In short, the questions before the court were Ms. Schiavo's diagnosis and what she would have wanted done. In late 2001, the courts asked five physicians to personally examine Ms. Schiavo and her medical record and submit a report. Michael Schiavo and the Schindlers each named two, and the court eventually named the fifth. In October 2002, after accepting exhaustive testimony and conducting a detailed hearing, the court ruled that there was no substantial evidence that Ms. Schiavo's condition could be improved, and ruled that there was clear and convincing evidence that she was in a persistent vegetative condition.
This diagnosis would allow her care to be removed under law, if such was her wish.
On the question of her intent, Michael offered evidence of conversations from three persons, referencing specific conversations in which Ms. Schiavo commented that she did not ever want to be placed on life support. The conversations all took place around the time of the funerals of family members who had been on artificial life support.
The trial and appellate courts all deemed the evidence credible and consistent, and all found that there was clear and convincing evidence that she would have wanted her medical care removed. Despite numerous appeals and ancillary lawsuits, and numerous opportunities to present new evidence on these claims, the Schindlers were never able to convince any court to overturn that ruling.
Holmes' observation fits well when trying to understand the controversy surrounding the case.

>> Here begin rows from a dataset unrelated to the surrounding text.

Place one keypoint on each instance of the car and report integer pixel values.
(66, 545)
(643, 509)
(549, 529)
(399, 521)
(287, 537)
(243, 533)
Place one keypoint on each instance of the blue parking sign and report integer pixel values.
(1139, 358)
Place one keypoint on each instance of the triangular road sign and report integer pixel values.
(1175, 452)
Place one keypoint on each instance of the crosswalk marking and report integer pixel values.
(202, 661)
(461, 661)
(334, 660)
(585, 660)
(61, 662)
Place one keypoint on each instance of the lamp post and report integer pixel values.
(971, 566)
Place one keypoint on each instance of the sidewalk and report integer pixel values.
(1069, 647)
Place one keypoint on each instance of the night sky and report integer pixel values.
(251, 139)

Life and death decisions in American hospitals happen every day without public notice. But in the Schiavo case the patient lived more than a decade, the family broke down in bitter and protracted fighting, and social movement groups became involved with enough resources to drag the proceedings through multiple courts and legislatures. Groups came to be involved who could afford the legal time to pay for numerous attorneys, dozens of amicus curiae briefs (on all sides of the issue) in multiple courts, and ultimately major legislative efforts at the state and federal levels. Interest groups on all sides saw an excellent chance to promote their own agenda and use this unusual case to try to shape American law.
As a result, several rash statutes were passed. One represented an unprecedented expansion of the habeus corpus powers of all federal district courts over every vegetative patient in America without a written directive. The Florida statute focused on one medical protocol (hydration and nutrition tubes embedded directly through the abdominal wall) while ignoring a host of others, often with potentially ludicrous results. Imagine a family that can order a "do not rescusitate," withhold antibiotics, remove a ventilator and refuse dialysis, but still have to have the feeding tube surgically embedded because such tubes are required under law.

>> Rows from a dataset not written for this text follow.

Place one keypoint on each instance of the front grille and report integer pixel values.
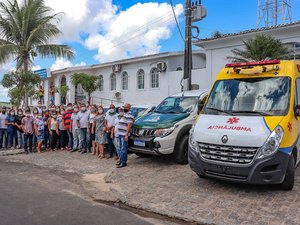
(231, 176)
(143, 132)
(227, 154)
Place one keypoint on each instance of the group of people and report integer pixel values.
(75, 128)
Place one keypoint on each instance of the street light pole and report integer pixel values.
(188, 45)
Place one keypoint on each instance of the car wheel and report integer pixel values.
(142, 155)
(201, 176)
(289, 180)
(181, 151)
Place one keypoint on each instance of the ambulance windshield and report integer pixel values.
(251, 96)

In short, the Schiavo controversy in the media, unfortunately, had as much to do with social movement activism and family dynamics as it did logic. The Schiavo controversy was based in part on an application of current American law, a great deal of misinformation given to the public and efforts to rush simplistic proposals for complex problems in biomedical ethics through the federal and state legislatures. The controversy was good, because as a nation we need to re-examine how to regulate the cases of mentally incompetent medical patients. But our first question should be, "What should we do with patients in a persistent vegetative state?"
1 New York Trust Co. v. Eisner, 256 U.S. 345, 349 (1921).

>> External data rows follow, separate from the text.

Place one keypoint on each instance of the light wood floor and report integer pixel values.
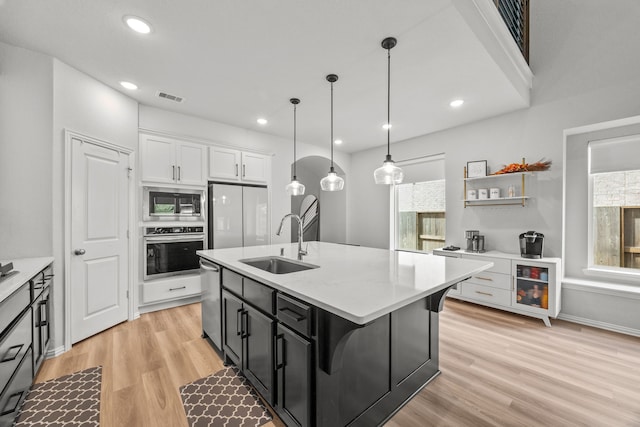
(498, 369)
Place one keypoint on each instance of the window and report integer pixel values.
(614, 184)
(419, 205)
(421, 216)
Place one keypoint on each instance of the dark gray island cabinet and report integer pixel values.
(316, 367)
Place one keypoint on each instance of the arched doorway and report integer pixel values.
(332, 205)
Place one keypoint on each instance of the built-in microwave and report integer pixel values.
(172, 204)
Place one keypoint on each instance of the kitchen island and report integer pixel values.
(347, 341)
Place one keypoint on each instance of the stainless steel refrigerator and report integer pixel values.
(238, 216)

2 Planned Parenthood of Southeastern Pennsylvania v. Casey, 505 U.S. 833 (1992) (plurality opinion).
— Jeffery Tatum is an assistant professor of sociology and is Calvin's pre-law advisor for students. He practiced law as a litigator for eight years and is completing his dissertation with the University of Virginia on the sociology of bioethics and law in the assisted suicide debates. He recently delivered a presentation in Washington, D.C., on the Sciavo case.